By then, an even greater threat to the Pawnee had emerged. It was the railroad. In his 1831 message to Congress, President Jackson praised science for expanding man’s power over nature by linking the cities together with railroads. At that time the United States had just seventy-three miles of railroad track, but the network of railways would grow. Thirty years later in 1860 the United States would have 30,636 miles of track—more than the whole continent of Europe.
The railroad brought a new, modern era, one in which horses and Indians would have no place. “In a few years, like Indians, [horses] will be merely traditional,” declared a newspaper editorial in 1853. The railroads crisscrossed the Plains and reached toward the Pacific Coast, bringing the frontier to an end.
Another writer asked in 1867, “What shall we do with the Indians?” His answer was that the Indians must take their place in white society, under white laws, or be “exterminated.”
Railroad Politics
Behind the railroads were powerful corporations, deliberately planning the settlement of the West and the growth of their business interests. Railroad companies saw the Native Americans as obstacles. They lobbied the government for rights-of-way that would let them build tracks through what had been set aside as Indian land.
The railroad companies also pushed for passage of a law called the Indian Appropriation Act of March 3, 1871, which said “no Indian nation or tribe within the territory of the United States shall be acknowledged or recognized as an independent nation, tribe, or power, with whom the United States may contract by treaty.” As one lawyer for a railroad company pointed out, the Act destroyed the political existence of the tribes. It allowed the companies to build tracks across America, opening the West to new settlement. All this was seen by whites as the progress of civilization.
Indians saw it very differently. They watched the railroad carry white hunters to the Plains, turning the prairies into buffalo killing fields. They found carcasses rotting along the tracks, a trail of death for the animal that had been the main source of life for the Plains Indians. At the same time, white settlers complained that the Pawnee occupied some of the best land in the region. Settlers, their newspapers, and their leaders called on Washington to remove the Indians.
The Pawnee also found themselves under attack from the Sioux, a Plains people who had lived to the north. Pushed south by the white settlers moving into their lands and by the decline of the buffalo, the Sioux attacked the Pawnee, burned their crops, and stole their food. In 1873 the Sioux attacked a Pawnee hunting party at what came to be known as Massacre Canyon and killed more than a hundred of them.
Stunned by this tragedy, the Pawnee had to decide whether they should retreat to federal reservations for protection.
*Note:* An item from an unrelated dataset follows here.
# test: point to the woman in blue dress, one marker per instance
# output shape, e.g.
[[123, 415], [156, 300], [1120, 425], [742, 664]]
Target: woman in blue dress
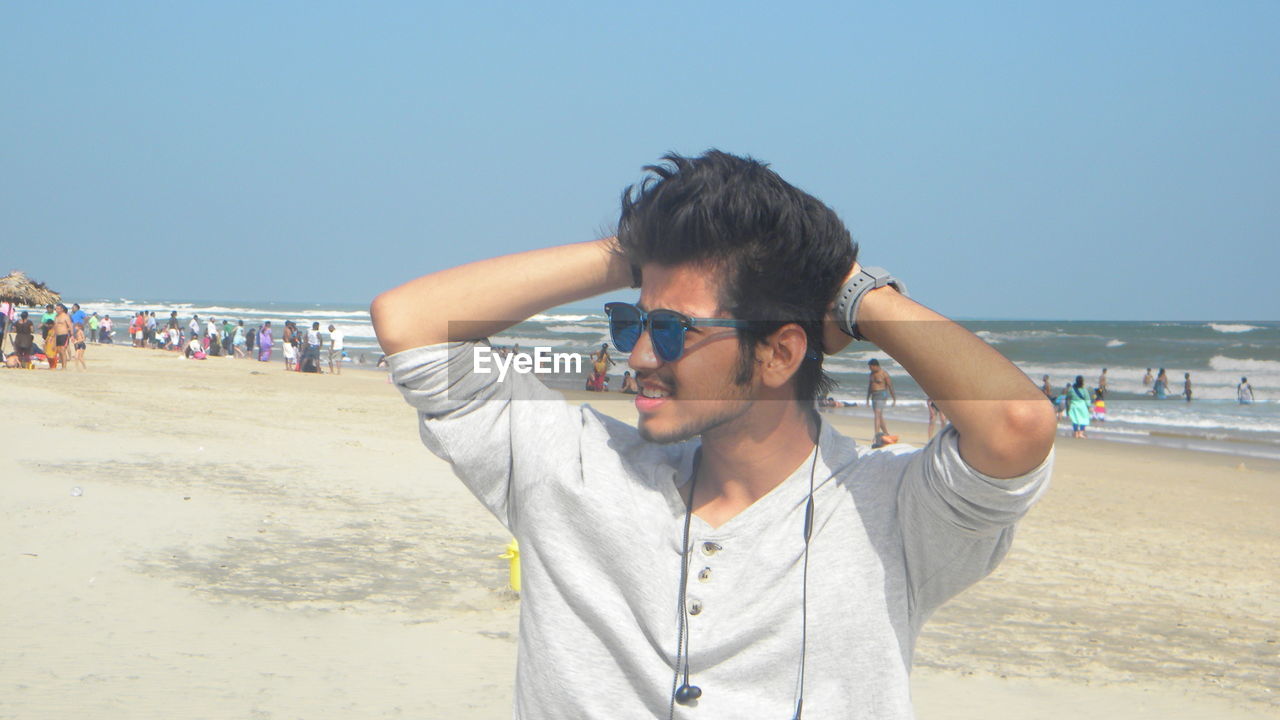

In spite of the anguish of leaving their homeland, most felt they had no choice. They migrated to a reservation in Kansas.
The identity and existence of the Pawnee had depended on the boundlessness of their sky and earth. But now railroad tracks cut across their land like long gashes, and fences enclosed their grasslands where buffalo once roamed. Indians had become a minority on land they had occupied for thousands of years.
A Pawnee named Overtakes the Enemy said, “To do what they [whites] called civilizing us . . . was to destroy us. You know they thought that changing us, getting rid of our old ways and language and names would make us like white men. But why should we want to be like them, cheaters and greedy?” The world the Plains Indians had known was coming to an end.